Economiser est ainsi également un scénario de paix au niveau
international.
|
Mais s'il s'agit en effet d'un point crucial - 32% de l'énergie consommée en Suisse et > 42% en France [12]...-, il ne faut pas oublier non plus que près de 45% sont utilisés pour le chauffage les bâtiments (et 60% en comptant celle de leur construction): c'est donc dans ces deux secteurs que devraient porter les efforts pour une utilisation plus rationnelle de l'énergie [13]. J'ajoute qu'au sujet du transfert de la route vers le rail, il faut répondre à ceux (très nombreux) rétorquant que cela va "consommer du nucléaire", que le rail ne consomme que 2% de la production EDF: le trafic pourrait donc DOUBLER sans nécessiter la construction de nouvelles centrales [14]...

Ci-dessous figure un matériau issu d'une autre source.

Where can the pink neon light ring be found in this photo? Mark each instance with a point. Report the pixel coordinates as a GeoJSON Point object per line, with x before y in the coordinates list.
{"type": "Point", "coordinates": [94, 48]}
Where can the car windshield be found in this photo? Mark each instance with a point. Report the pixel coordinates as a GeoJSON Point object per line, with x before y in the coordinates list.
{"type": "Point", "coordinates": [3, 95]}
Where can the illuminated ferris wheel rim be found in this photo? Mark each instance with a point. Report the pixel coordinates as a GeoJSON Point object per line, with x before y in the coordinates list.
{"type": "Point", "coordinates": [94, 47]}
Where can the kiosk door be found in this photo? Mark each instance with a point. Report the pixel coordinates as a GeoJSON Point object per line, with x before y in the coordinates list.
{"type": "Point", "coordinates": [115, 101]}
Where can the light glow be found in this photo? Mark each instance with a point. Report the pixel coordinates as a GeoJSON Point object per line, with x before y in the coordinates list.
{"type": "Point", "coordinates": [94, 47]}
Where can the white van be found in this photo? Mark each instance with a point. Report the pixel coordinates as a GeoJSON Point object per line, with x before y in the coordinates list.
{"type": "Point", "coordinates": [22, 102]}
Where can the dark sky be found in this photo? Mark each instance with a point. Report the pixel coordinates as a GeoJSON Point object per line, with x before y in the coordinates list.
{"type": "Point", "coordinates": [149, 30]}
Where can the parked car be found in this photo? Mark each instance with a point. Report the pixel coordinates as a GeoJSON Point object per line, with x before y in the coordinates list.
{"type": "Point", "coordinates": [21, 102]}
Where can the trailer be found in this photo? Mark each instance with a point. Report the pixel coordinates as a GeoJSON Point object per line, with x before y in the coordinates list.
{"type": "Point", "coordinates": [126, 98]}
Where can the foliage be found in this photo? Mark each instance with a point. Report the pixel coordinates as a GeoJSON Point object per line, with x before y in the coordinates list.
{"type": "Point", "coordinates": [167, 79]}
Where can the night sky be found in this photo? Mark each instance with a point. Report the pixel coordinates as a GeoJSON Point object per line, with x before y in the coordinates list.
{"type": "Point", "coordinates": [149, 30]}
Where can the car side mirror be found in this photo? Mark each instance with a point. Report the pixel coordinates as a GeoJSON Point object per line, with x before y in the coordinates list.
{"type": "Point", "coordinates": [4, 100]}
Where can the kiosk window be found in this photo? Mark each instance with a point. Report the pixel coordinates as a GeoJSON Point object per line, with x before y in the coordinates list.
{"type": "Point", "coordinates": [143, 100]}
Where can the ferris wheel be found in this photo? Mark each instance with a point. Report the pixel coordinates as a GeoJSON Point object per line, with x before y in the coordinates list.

Sans pouvoir entrer ici dans les détails, il faut bien admettre que la notion même d'énergie est complexe, puisque des distinction (parfois subtiles) existent entre: réserves et ressources (dont celles qui sont en place et celles sites récupérables), la demande et l'offre, les énergies primaires, intermédiaires ou utiles, plus les distinctions entre les des "agents énergétiques" (fossiles, nucléaires, hydraulique, solaire, etc.), en oubliant pas la plus courante et qui sera le plus généralement utilisée ici, entre énergies non renouvelables et les énergies renouvelables (ER); avec comme conséquence les différentes sortes d'unités pour leur mesure: tonne d'équivalent charbon (tec), tonne d'équivalent pétrole (tep), calorie (cal), kilowattheure (kWh), etc. sans parler du fait que ces unités ont une valeur différente selon les sources [15]! Tout ceci pour montrer que toutes les hypothèses et prospectives sont non seulement difficiles à traduire mais surtout périlleuses à interpréter: comme quoi la prévision [16]des prix est-elle une activité à haut risque, tellement également la loi du domaine énergétique est la surconsommation voisinant la pénurie.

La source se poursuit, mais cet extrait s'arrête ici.